Commentary |
Commentary: Fat and breast cancer: time to re-evaluate both methods and results?
MRC Centre for Nutrition and Cancer, Department of Public Health and Primary Care, Institute of Public Health, University of Cambridge School of Clinical Medicine, UK
* Corresponding author. MRC Centre for Nutrition and Cancer, Department of Public Health and Primary Care, Institute of Public Health, University of Cambridge School of Clinical Medicine, Strangeways Research Laboratory, Wort's Causeway, Cambridge CB1 8RN, UK. E-mail: Sheila.bingham{at}srl.cam.ac.uk.
International comparisons, comparisons within countries, time trends within countries, casecontrol studies, and animal studies are all consistent with a positive relationship between incidence of breast cancer and fat consumption.1 Cohort studies are normally considered free of the bias that potentially affect casecontrol studies, but, in contrast to expectations that a relationship would be confirmed, reports of pooled cohort data show no relation between total or types of fat intake and breast cancer risk.2 In a summary of the prospective studies relating fat to breast cancer risk, it was concluded that there was moderate evidence to conclude that total fat in adult life does not influence the risk of breast cancer independently of BMI,1 while in another summary in which evidence from both casecontrol and prospective studies was used, the evidence of increased risk was classified as possible.3
However, concerns about the accuracy of dietary assessment methods used in the epidemiology of cancer continue to be raised.49 Measurement error of diet is a major problem when examining associations between diet and disease endpoints such as cancer.
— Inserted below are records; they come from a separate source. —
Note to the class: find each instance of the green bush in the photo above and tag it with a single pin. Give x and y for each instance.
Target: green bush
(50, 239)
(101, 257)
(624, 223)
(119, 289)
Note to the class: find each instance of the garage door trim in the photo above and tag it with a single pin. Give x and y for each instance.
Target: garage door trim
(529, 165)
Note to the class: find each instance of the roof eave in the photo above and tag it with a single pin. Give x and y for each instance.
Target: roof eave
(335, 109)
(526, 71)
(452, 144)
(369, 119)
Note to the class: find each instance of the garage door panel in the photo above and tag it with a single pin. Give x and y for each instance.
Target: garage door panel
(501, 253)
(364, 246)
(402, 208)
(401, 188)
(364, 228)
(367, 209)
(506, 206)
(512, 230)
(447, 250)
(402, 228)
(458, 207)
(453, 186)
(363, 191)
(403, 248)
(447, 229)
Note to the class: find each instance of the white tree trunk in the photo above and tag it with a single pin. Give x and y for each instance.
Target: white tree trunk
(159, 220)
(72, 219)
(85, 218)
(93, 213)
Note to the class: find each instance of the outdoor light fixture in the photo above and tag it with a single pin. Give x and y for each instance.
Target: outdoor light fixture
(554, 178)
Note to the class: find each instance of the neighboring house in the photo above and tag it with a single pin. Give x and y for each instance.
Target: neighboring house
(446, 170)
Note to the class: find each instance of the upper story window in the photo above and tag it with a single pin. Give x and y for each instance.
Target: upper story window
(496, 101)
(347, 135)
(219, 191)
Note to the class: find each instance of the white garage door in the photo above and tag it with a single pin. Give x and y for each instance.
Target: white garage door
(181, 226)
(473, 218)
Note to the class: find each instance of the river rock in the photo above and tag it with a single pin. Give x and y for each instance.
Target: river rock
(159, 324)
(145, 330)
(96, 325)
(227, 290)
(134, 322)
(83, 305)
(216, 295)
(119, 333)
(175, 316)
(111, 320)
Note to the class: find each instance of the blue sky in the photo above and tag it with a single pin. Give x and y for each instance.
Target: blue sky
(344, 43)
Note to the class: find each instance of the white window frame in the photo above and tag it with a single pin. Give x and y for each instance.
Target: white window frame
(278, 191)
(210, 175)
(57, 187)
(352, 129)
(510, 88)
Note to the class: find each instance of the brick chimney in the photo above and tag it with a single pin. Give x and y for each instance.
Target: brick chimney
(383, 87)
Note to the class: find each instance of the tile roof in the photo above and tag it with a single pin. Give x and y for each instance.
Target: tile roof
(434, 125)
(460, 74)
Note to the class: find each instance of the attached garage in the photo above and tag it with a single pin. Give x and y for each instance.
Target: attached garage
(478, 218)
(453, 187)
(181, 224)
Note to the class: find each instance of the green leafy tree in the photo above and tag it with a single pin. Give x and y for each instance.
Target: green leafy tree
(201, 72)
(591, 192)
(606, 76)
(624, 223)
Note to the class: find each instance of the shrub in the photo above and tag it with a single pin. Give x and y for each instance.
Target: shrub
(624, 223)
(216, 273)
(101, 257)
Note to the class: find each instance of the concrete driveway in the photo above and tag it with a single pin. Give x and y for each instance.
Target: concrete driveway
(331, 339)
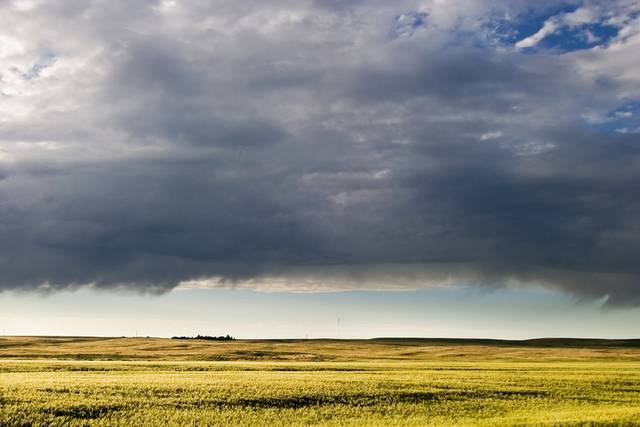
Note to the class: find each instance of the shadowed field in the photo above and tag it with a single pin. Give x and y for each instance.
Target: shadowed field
(69, 381)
Studies in which biomarkers have been used as the reference method for assessing dietary intake indicate that the degree of error associated with the food frequency questionnaires (FFQ) is considerably larger than previously estimated, which may explain the earlier negative findings of existing cohort studies of diet and cancer.5,6 Quantitative 7 day diaries of all food and drink consumed by cohort participants are associated with less error.5 We previously used biomarkers to assess the accuracy of different techniques of measuring diet and, consequently, incorporated several into our cohort study in the Norfolk arm of the European prospective Investigation of cancer (EPIC).10 When using a method, which had previously been shown to be more accurate using biomarkers, the 7 day food diary, the hazard ratio for breast cancer for each quintile increase of energy adjusted fat was strongly associated with saturated fat intake. In the same women, there was no association with breast cancer risk and saturated fat measured using the simpler FFQ usually used in most other prospective studies and all of those in the pooled analysis.11 The top level of saturated fat consumption (mean total fat 92 g or 42% total energy) was associated with a 2-fold increase in breast cancer risk using the food diary estimates compared with the bottom quintile, whereas there was no significant elevation when intakes were assessed using the FFQ. Associations between fat and breast cancer may, therefore, have been substantially attenuated using the FFQ, as has been suggested from previous studies of measurement error in which biomarkers have been used to establish the true intake independently of the dietary assessment method.5,6
This finding, although based on a small sample of 168 cases and four matched controls, prompted a reanalysis of stored data from a larger cohort comprising the control arm of the Women's Health Initiative randomized trial (WHI).12 Findings from 603 cases and 1206 controls are reported in this issue.13 As in the earlier study, the RR estimate for breast cancer in the top quintile of fat intake compared with that in the lower quintile was significant (RR 2.54, P trend 0.006), whereas the RR estimate from the FFQ was not (RR 1.24, P trend 0.41). The association was stronger for total rather than saturated fat intake. In the earlier report, the association with saturated fat was stronger than that with total fat but the differences between saturated, monounsaturated, and polyunsaturated fat were not significant.11
Where does this finding leave the evidence concerning fat intake and breast cancer? It could be argued that the effects of fat, either total or saturated, are relatively small, even if measured more accurately from food records in prospective studies. A pooled analysis from nine prospective studies has shown that estradiol and other circulating endogenous sex hormones have well established and strong associations with risk of breast cancer.14 When compared across quintiles, the HR for breast cancer associated with fat from both studies in EPIC Norfolk and the WHI using food records is of the same order as those of circulating estradiol in post-menopausal women (Figure 1). Both these studies adjusted for weight and height. The effect of fat on post-menopausal breast cancer risk from these prospective studies using better methodology cannot be dismissed as small. Both these studies suggest that a reduction in fat intake should be recommended in order to reduce the risk of breast cancer. Furthermore, since a comparatively low fat diet is consumed by a substantial proportion, one-fifth, of these women in the UK and USA, it should not in theory be difficult or unpleasant to achieve for the majority.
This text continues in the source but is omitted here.